Methinks some people are getting fired over that one.

So when Coke pays $60M to get advertising presence all over the park, and Pepsi can pay $100K to get people to stand around drinking their products in full view of live cameras all day, that''s a good thing? What if Pepsi quietly provided their bottled water to as many teams as they could get? I''d think one good Olympics like that, and the next one would take place in straw huts, since no one would bother with the advertising fees.

The Olympics get a lot of their funding from corporate sponsors, and that involves advertising. With technology the way it is today, it would be very easy to organize product placements in full view of the cameras as the coverage moves around. You could even end up with eager advertising ""mobs"" pushing legitimate tourists out of the way in their rush for the best camera-friendly spot. Is that a good thing?

As odd as it seems, this is the free market in action. Coke pays $60M, you gotta figure they will have some say in how things operate outside of the competitive events themselves. If you like the Games, you''ll have to put up with how they get their money.

You know, even though I''m not condoning it, when I read about just how much Greece will be in debt for the Olympics after this is over, I certainly understand their reasoning.

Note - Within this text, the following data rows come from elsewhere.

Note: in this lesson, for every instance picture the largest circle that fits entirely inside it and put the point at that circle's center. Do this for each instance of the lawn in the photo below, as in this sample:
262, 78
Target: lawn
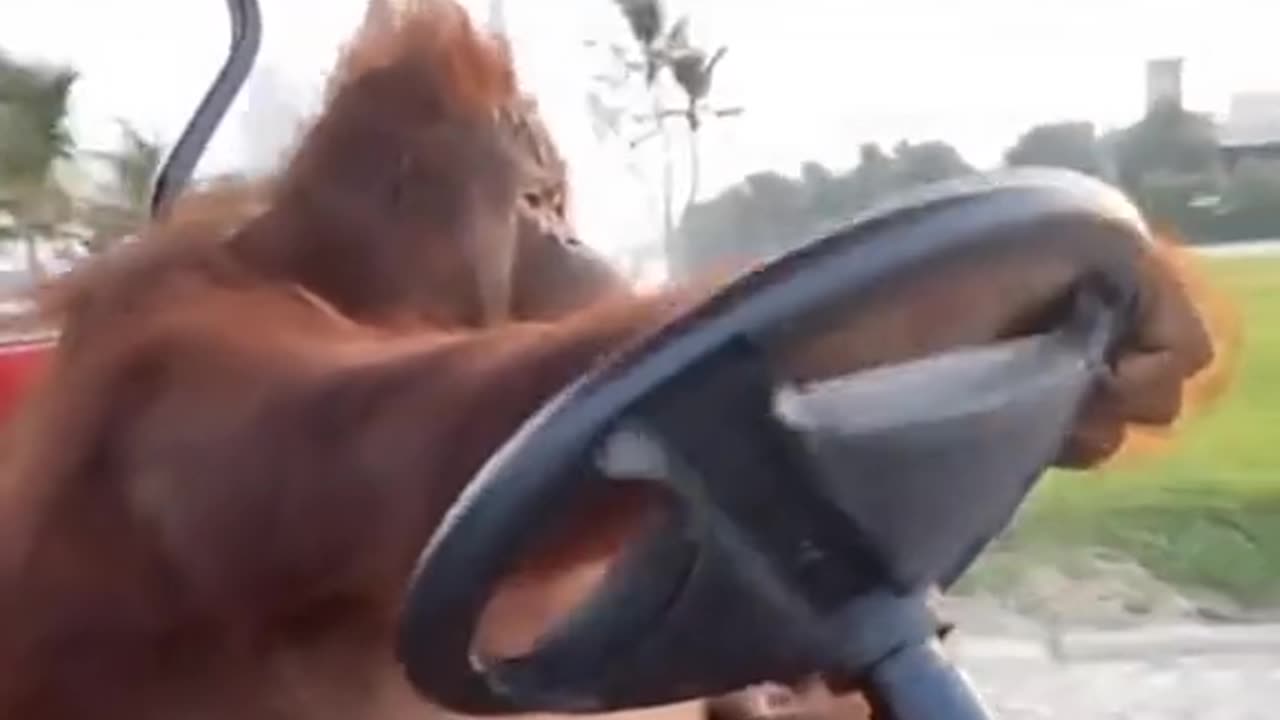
1205, 514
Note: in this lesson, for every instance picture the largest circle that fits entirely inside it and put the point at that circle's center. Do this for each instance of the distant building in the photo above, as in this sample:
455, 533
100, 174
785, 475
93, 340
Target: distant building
1251, 128
1165, 82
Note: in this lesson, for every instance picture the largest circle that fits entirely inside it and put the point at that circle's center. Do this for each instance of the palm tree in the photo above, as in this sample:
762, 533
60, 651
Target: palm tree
127, 203
35, 140
693, 69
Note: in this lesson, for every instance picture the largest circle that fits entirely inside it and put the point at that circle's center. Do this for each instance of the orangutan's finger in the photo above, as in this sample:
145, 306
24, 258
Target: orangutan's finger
1169, 320
1097, 436
1147, 388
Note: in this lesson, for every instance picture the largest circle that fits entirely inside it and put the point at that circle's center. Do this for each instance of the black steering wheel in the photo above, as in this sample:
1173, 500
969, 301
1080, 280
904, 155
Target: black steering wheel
246, 37
809, 520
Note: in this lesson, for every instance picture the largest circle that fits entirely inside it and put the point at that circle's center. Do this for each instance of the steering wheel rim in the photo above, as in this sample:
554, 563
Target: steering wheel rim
507, 502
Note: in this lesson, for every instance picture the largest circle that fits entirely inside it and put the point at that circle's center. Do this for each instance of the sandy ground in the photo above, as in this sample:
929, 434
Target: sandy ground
1022, 682
1166, 669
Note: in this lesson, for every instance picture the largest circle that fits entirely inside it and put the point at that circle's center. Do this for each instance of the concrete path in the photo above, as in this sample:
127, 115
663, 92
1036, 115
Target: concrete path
1161, 673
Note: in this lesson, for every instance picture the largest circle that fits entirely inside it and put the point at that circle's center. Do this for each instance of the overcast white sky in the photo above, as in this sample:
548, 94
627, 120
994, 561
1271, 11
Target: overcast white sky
816, 77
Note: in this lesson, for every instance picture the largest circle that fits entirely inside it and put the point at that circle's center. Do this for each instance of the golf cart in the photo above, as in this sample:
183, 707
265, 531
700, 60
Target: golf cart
810, 516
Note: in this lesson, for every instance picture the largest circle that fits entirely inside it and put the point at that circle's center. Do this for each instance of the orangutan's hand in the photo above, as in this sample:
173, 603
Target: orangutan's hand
1170, 345
984, 300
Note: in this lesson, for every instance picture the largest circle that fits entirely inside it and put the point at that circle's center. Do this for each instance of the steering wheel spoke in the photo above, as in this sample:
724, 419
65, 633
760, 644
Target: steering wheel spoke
810, 516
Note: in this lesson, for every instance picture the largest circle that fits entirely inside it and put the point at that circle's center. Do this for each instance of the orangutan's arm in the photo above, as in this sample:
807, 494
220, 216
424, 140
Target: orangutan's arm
274, 481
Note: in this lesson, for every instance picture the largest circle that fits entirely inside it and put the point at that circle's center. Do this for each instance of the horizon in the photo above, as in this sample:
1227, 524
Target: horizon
990, 69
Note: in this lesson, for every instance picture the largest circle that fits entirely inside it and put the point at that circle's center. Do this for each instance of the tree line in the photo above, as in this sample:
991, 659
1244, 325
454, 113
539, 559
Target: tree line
1169, 162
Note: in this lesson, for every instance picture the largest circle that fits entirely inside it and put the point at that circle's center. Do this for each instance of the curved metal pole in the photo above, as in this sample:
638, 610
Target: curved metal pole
181, 164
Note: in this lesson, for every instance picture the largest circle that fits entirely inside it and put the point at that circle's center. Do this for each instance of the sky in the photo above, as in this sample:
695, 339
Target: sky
813, 77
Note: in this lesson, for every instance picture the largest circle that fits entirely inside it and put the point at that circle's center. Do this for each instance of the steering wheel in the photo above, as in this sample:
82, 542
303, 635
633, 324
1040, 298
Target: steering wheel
809, 520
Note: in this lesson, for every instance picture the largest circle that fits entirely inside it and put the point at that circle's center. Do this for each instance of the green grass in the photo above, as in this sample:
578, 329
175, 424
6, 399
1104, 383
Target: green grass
1206, 514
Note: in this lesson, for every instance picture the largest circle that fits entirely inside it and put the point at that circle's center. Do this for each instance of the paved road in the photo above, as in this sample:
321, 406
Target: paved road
1132, 678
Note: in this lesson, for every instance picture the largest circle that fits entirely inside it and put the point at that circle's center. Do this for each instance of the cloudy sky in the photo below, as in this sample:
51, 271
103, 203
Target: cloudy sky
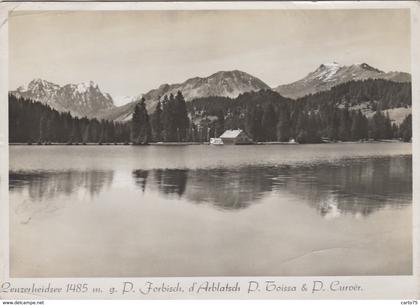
131, 52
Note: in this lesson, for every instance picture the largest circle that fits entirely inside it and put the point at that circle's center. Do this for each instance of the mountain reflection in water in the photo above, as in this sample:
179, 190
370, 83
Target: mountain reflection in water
354, 186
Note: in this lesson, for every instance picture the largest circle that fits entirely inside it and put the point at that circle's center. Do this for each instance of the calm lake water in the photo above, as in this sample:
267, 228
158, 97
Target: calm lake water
124, 211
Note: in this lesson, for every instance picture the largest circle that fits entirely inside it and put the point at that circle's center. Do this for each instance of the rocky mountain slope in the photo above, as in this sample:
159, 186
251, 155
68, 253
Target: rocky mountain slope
222, 83
332, 74
84, 99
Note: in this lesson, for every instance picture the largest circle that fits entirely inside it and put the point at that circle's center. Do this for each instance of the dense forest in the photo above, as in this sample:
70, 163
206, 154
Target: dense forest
264, 115
32, 122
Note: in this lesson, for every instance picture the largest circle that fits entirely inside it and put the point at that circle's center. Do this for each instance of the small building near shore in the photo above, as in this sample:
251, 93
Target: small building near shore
235, 137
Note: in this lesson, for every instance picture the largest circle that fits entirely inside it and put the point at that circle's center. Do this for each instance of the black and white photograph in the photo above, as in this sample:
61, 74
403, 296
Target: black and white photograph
210, 143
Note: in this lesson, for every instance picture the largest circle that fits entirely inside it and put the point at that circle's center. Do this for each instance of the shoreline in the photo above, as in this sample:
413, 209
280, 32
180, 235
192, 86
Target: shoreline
206, 143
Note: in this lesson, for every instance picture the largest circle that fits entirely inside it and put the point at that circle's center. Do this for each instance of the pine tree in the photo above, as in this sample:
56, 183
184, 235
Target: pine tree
140, 125
181, 117
406, 129
269, 122
157, 127
284, 124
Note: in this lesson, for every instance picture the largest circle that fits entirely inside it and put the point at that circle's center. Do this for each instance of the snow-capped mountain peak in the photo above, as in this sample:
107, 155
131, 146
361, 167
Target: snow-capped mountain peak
222, 83
327, 71
83, 99
329, 75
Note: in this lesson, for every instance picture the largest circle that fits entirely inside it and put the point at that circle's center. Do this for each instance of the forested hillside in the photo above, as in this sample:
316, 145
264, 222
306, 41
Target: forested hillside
32, 122
349, 112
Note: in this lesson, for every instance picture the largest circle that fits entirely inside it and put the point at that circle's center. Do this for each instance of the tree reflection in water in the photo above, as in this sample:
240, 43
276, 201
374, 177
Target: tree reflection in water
356, 186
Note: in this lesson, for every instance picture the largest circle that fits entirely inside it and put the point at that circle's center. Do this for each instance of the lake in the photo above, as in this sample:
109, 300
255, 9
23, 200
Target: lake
199, 210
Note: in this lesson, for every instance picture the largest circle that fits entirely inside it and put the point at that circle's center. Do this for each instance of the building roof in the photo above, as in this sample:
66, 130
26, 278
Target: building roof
231, 133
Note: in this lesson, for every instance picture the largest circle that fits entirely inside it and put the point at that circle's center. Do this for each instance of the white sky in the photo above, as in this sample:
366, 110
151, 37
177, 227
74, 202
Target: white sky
131, 52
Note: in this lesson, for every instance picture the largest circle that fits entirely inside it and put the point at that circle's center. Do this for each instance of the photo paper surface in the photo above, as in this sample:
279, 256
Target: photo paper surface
209, 150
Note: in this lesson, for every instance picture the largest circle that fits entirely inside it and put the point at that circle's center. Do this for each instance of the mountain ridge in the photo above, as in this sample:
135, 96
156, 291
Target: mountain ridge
332, 74
82, 99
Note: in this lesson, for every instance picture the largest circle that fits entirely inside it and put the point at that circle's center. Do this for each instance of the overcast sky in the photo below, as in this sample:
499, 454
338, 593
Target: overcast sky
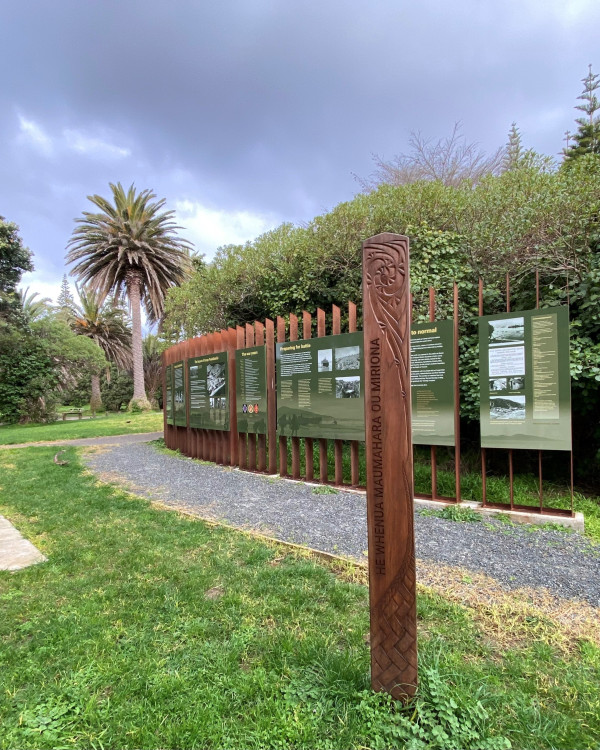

Well considering I am sure part of the $60M advertising budget includes free drinks to the players, and $100k wouldn''t go that far I don''t think.
Let''s assume that $120 is needed per person to ""ambush market"" ($20 to get into the olympics, though I am guessing its more than that, and $100 (very cheap) for the person), so you have 1000 people drinking pepsi products, over the entire olympic games area. Let''s also assume that only the 1.8 million tickets that were sold early on went.
So of 1000 of the 1,800,000 people are sporting Pepsi logos. That''s for every 1,800 people 1 person has Pepsi branded stuff... That and how long do they focus on random crowd members? Usually they show family members and such in the crowd, with the occasional crowd shots.
Most people want to see the athletes, and the broadcasters give it them.

Well, yes, Nos, but I was thinking of the use of ""flash mobs"" as an advertising technique. You put people in brightly logoed shirts with a bottle of product, hire 200, and pay them $500 each, including a small walkie-talkie. They look for crowd interviews, stock footage shots, and perhaps attend some of the small-venue events. Maybe someone even slips a cameraman $50 to let them stand in a shot background. With communications a breeze, it''s a simple matter to simply have 5 or 10 people with logoed clothing, drinking product, mixed in with the crowd and visible to viewers. It''s a similar idea to product placement in movies - just associate the product with a memorable event, and you''ve done your job.